Esri / gis-tools-for-hadoop

The GIS Tools for Hadoop are a collection of GIS tools for spatial analysis of big data.
http://esri.github.io/gis-tools-for-hadoop/
Apache License 2.0
519 stars 254 forks source link

trip-discovery sample not working - geometry library not loaded #18

Open trumboosahil opened 9 years ago

trumboosahil commented 9 years ago

Yes I run the sample using run-it.sh I edited the file TripCellDriver.java as below

if (args.length != 5) { System.out.println("Invalid Arguments"); print_usage(); // throw new IllegalArgumentException(); } System.out.println("Start Arguments"); int size = args.length; for (int i=0; i<size; i++) { System.out.println(String.valueOf(i) + " * " + args[i]); }

out put on terminal is

Start Arguments 0 * TripCellDriver 1 * -libjars 2 * ../../lib/esri-geometry-api.jar,../../lib/spatial-sdk-hadoop.jar 3 * 15 4 * 1000 5 * /user/cloudera/trip/data/sample-study-area.json 6 * /user/cloudera/trip/data/sample-vehicle-positions.csv 7 * /user/cloudera/trip/inter End Arguments

It was giving error are arguments are at wrong place so I adjusted the arguments accordingly and got exception as below Error: java.lang.ClassNotFoundException: com.esri.core.geometry.SpatialReference at java.net.URLClassLoader$1.run(URLClassLoader.java:366) at java.net.URLClassLoader$1.run(URLClassLoader.java:355) at java.security.AccessController.doPrivileged(Native Method) at java.net.URLClassLoader.findClass(URLClassLoader.java:354) at java.lang.ClassLoader.loadClass(ClassLoader.java:425) at sun.misc.Launcher$AppClassLoader.loadClass(Launcher.java:308) at java.lang.ClassLoader.loadClass(ClassLoader.java:358) at TripCellReducer.setup(TripCellReducer.java:138) at org.apache.hadoop.mapreduce.Reducer.run(Reducer.java:168) at org.apache.hadoop.mapred.ReduceTask.runNewReducer(ReduceTask.java:627) at org.apache.hadoop.mapred.ReduceTask.run(ReduceTask.java:389) at org.apache.hadoop.mapred.YarnChild$2.run(YarnChild.java:167) at java.security.AccessController.doPrivileged(Native Method) at javax.security.auth.Subject.doAs(Subject.java:415) at org.apache.hadoop.security.UserGroupInformation.doAs(UserGroupInformation.java:1554) at org.apache.hadoop.mapred.YarnChild.main(YarnChild.java:162)
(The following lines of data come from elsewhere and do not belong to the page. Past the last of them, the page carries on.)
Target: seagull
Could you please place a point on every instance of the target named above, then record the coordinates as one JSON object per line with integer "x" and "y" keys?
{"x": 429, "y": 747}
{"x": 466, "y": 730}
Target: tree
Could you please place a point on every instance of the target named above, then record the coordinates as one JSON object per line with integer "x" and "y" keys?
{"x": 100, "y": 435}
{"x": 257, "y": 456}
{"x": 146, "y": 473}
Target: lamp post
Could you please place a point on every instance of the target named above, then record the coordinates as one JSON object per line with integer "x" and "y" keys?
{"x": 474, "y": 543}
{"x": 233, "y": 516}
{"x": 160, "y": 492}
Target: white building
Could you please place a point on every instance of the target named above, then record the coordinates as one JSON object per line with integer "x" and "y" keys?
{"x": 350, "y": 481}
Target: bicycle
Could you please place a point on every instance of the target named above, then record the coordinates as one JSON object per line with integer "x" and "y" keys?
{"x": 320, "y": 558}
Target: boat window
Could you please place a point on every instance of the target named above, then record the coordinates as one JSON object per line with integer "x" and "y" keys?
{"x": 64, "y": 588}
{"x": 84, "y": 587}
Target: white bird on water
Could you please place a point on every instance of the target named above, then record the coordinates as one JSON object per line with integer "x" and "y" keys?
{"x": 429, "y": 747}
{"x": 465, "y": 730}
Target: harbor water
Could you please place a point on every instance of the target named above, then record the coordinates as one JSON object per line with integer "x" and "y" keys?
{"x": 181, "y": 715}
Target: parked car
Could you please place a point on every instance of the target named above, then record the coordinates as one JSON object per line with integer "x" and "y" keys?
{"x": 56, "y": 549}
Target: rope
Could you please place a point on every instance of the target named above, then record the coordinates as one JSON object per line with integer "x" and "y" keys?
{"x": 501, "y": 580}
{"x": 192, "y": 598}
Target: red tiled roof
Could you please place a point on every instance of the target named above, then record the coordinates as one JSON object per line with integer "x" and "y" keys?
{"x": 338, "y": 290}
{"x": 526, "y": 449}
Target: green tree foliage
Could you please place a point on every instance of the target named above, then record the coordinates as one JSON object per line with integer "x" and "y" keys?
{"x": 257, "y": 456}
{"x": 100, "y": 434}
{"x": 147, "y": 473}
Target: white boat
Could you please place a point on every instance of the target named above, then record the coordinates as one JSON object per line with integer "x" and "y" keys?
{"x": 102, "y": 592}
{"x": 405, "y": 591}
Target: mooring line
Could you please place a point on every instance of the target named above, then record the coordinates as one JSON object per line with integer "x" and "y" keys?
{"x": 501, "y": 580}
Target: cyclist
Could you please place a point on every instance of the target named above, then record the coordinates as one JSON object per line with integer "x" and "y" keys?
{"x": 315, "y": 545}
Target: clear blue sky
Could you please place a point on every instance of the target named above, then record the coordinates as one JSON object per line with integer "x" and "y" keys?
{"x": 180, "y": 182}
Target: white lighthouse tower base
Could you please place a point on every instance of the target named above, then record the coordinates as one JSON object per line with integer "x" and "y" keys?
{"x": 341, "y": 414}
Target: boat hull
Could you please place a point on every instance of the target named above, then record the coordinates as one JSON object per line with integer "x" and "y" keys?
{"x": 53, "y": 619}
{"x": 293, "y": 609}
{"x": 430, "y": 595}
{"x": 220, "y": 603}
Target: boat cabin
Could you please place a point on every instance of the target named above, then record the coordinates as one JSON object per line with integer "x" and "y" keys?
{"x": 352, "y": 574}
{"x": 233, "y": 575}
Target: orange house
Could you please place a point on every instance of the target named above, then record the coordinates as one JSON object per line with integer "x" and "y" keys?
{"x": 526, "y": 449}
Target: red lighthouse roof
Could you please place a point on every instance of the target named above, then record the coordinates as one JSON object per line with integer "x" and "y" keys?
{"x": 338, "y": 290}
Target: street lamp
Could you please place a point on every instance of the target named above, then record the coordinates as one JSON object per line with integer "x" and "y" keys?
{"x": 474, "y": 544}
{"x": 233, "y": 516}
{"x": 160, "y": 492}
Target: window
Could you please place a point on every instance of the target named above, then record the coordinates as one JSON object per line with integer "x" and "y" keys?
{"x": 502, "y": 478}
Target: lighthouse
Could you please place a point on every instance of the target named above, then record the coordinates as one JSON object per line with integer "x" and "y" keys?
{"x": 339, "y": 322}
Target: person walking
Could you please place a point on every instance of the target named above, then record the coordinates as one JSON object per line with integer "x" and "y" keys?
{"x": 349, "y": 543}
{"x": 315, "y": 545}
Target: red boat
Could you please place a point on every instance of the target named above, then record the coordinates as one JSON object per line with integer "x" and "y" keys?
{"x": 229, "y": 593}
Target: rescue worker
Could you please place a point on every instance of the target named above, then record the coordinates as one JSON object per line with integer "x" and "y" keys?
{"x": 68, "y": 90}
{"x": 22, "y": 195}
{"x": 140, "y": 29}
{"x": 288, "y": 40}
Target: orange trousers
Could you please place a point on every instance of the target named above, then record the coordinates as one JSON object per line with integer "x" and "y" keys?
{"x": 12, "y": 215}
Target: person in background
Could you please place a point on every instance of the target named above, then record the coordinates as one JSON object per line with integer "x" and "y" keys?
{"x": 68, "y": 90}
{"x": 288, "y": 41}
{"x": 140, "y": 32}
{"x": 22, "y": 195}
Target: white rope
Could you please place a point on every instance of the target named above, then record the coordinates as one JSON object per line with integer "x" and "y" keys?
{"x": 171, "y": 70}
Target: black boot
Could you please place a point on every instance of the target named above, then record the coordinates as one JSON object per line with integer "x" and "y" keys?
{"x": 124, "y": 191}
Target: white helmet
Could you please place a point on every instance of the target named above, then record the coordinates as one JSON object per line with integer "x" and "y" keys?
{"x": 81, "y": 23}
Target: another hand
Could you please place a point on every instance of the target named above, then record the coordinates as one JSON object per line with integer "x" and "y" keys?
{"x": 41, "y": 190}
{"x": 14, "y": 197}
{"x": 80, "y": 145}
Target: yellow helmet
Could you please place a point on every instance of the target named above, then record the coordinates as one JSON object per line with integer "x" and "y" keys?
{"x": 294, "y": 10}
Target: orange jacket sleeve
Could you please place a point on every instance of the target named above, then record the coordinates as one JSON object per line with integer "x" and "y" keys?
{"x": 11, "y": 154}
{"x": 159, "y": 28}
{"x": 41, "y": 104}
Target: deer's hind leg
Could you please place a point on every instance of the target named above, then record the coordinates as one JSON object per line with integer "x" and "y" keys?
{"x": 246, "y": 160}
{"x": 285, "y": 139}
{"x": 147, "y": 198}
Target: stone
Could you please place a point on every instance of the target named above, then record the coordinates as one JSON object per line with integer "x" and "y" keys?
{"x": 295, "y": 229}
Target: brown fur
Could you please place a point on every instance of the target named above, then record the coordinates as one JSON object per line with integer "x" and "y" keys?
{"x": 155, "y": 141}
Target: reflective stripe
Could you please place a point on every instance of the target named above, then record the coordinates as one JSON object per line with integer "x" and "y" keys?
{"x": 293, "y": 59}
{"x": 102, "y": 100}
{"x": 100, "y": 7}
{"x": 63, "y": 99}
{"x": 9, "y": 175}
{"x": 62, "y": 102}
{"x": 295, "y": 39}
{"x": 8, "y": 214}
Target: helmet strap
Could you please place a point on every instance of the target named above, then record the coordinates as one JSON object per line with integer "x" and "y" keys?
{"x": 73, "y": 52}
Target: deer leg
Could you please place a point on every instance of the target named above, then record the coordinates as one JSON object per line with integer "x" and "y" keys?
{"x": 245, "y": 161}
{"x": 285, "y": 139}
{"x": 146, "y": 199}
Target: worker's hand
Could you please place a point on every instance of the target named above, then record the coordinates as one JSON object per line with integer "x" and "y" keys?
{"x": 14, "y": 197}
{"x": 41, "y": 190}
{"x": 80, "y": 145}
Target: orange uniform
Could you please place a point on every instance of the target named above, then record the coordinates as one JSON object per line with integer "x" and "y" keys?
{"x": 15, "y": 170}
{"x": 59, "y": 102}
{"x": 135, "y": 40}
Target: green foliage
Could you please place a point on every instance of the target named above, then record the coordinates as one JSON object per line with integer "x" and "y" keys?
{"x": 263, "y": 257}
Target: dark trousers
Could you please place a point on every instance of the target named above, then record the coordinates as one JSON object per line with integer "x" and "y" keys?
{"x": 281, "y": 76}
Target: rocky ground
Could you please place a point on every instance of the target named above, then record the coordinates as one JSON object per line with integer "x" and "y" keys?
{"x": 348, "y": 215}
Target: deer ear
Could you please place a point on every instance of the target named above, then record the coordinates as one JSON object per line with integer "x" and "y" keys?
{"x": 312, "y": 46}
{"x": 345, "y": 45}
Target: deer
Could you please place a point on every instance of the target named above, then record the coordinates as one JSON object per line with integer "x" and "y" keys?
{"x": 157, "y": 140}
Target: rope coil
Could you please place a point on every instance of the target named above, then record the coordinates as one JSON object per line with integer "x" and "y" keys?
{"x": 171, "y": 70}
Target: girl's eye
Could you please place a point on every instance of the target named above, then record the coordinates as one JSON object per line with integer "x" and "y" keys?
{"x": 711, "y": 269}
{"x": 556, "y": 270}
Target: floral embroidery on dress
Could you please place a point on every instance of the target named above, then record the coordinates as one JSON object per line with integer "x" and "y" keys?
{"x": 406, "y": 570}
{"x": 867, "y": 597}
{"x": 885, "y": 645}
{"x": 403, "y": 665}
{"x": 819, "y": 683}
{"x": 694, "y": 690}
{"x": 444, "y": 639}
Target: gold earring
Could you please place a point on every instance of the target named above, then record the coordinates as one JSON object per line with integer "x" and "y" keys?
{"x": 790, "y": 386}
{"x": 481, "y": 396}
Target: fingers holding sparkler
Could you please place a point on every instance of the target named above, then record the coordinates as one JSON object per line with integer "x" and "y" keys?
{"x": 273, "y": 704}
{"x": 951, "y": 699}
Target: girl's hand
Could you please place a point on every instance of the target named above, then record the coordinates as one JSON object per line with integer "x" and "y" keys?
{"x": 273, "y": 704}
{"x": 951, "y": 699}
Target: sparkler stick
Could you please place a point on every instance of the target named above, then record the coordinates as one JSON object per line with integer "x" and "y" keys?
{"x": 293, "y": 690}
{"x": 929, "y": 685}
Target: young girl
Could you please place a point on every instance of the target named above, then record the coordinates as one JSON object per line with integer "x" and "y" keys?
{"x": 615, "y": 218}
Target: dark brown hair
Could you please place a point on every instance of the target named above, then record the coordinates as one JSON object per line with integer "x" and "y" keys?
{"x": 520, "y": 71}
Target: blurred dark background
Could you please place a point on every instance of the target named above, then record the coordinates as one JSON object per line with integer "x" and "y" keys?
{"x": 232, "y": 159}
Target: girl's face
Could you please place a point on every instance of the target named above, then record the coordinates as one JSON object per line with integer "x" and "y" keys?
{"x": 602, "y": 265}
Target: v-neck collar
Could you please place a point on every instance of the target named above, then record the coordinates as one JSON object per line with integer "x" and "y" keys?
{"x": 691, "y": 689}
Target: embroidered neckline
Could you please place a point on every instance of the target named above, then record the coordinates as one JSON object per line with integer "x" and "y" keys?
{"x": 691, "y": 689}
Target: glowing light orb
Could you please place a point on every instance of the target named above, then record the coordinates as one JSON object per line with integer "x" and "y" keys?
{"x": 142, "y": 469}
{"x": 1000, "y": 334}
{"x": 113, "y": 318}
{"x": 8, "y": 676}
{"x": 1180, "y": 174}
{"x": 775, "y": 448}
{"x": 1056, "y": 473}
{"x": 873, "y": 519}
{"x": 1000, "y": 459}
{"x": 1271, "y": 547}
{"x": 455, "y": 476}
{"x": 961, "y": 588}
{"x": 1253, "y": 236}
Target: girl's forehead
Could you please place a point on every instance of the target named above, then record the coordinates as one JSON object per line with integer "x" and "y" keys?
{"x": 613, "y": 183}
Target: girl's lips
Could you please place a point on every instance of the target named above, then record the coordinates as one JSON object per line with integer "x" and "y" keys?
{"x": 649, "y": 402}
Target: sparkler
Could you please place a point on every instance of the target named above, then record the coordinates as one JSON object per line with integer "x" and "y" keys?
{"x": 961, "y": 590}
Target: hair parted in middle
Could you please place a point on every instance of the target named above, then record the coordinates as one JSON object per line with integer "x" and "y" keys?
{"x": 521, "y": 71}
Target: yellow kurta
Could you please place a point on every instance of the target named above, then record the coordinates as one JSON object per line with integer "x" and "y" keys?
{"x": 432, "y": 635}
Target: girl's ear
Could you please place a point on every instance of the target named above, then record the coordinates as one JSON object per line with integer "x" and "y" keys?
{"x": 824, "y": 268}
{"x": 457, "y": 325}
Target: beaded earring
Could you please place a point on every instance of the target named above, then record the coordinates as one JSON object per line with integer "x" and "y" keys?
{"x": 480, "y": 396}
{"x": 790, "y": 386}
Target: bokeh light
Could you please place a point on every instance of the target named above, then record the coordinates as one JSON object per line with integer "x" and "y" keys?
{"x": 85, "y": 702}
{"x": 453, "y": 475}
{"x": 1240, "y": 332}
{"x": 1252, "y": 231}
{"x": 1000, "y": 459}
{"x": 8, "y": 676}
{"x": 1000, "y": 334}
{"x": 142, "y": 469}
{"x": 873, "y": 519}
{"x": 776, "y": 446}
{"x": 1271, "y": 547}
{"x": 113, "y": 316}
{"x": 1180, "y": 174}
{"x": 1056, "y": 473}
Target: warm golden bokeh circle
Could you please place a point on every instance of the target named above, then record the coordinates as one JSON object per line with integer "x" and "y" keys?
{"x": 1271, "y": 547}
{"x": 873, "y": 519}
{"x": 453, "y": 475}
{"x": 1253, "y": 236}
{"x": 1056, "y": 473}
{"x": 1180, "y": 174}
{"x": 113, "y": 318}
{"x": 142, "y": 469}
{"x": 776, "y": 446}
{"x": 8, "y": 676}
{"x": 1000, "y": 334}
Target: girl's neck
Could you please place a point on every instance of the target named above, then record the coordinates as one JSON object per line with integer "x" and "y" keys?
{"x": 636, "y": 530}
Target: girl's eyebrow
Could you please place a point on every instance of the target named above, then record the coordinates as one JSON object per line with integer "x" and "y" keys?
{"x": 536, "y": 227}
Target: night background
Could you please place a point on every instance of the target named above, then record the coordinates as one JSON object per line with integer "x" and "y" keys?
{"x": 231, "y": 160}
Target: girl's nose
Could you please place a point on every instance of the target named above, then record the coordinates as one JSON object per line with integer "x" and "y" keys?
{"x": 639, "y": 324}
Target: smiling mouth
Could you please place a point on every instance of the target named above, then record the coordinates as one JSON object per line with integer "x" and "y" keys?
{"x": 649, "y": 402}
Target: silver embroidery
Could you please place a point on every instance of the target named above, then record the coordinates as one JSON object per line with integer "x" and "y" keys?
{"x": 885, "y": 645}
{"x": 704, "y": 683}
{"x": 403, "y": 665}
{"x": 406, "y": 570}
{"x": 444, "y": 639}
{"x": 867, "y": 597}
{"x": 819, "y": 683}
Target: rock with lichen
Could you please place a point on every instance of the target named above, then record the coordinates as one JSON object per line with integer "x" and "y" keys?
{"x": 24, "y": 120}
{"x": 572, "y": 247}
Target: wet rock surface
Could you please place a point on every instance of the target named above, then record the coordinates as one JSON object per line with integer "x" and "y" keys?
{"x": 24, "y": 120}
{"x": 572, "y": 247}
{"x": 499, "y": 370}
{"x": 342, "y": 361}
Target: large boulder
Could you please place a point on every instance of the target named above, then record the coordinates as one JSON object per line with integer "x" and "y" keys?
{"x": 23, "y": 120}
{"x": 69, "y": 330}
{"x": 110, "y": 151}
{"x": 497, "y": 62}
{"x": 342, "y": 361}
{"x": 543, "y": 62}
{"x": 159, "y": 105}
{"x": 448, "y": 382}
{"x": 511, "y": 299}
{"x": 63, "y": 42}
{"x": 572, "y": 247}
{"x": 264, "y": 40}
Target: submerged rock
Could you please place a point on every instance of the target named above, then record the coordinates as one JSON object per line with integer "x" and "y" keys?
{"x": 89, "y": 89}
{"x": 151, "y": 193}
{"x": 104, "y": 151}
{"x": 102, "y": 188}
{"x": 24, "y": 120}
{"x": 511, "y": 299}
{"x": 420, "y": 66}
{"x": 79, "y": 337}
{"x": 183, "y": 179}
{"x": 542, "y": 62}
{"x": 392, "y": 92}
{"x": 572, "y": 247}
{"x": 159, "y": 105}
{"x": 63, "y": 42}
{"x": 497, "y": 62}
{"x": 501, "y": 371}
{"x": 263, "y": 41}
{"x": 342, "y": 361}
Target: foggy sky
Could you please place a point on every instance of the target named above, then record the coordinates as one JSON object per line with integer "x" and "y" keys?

randallwhitman commented 9 years ago

Hi @trumboosahil - what version of Hadoop are you running? Maybe something has changed in the argument-handling API, such that the generic options are not extracted before the call to TripCellDriver#run.

trumboosahil commented 9 years ago

I'm using hadoop version

Hadoop 2.3.0-cdh5.1.0 Subversion git://github.sf.cloudera.com/CDH/cdh.git -r 8e266e052e423af592871e2dfe09d54c03f6a0e8 Compiled by jenkins on 2014-07-12T13:49Z Compiled with protoc 2.5.0

randallwhitman commented 9 years ago

Interesting, thanks for the info. For reference, this is the argument dump I see on our Hadoop-2.2 cluster:

Arguments to TripCellDriver:
0 * 15
1 * 1000
2 * /user/me/trip/data/sample-study-area.json
3 * /user/me/trip/data/sample-vehicle-positions.csv
4 * /user/me/trip/inter
smambrose commented 9 years ago

For reference, argument dump from Hadoop 2.4 on Sandbox 2.1

Arguments to TripCellDriver:
0 * 15
1 * 1000
2 * /user/me/trip/data/sample-study-area.json
3 * /user/me/trip/data/sample-vehicle-positions.csv
4 * /user/me/trip/inter
randallwhitman commented 9 years ago

Do you happen to have easy access to either 2.2 or 2.4 version of Hadoop, for comparison? While it is possible for 2.3 to differ from both 2.2 and 2.4, it would seem unusual. (Here we have 2.2 and 2.4 but not 2.3 currently.)

randallwhitman commented 9 years ago

Idea for workaround:

int argc = args.length;
if (argc > 5 && "TripCellDriver".equals(args[0])) {
    int offset = argc-5;
    for (int ix=0; ix<5; ++ix) {
        args[ix] = args[ix+argc-5];  // shift by argc-5
    }
    argc = 5;  // after adjustment
}
if (argc != 5) {
  ...
}
randallwhitman commented 9 years ago

Regarding the Geometry library (needed for SpatialReference and for much more) not found, the errors may indicate run-it.sh being invoked from a directory other than the one expected (./run-it.sh vs. cmd/run-it.sh) - for which reason the script was updated to be more robust. Let us know if the issue recurs with the latest version from git master.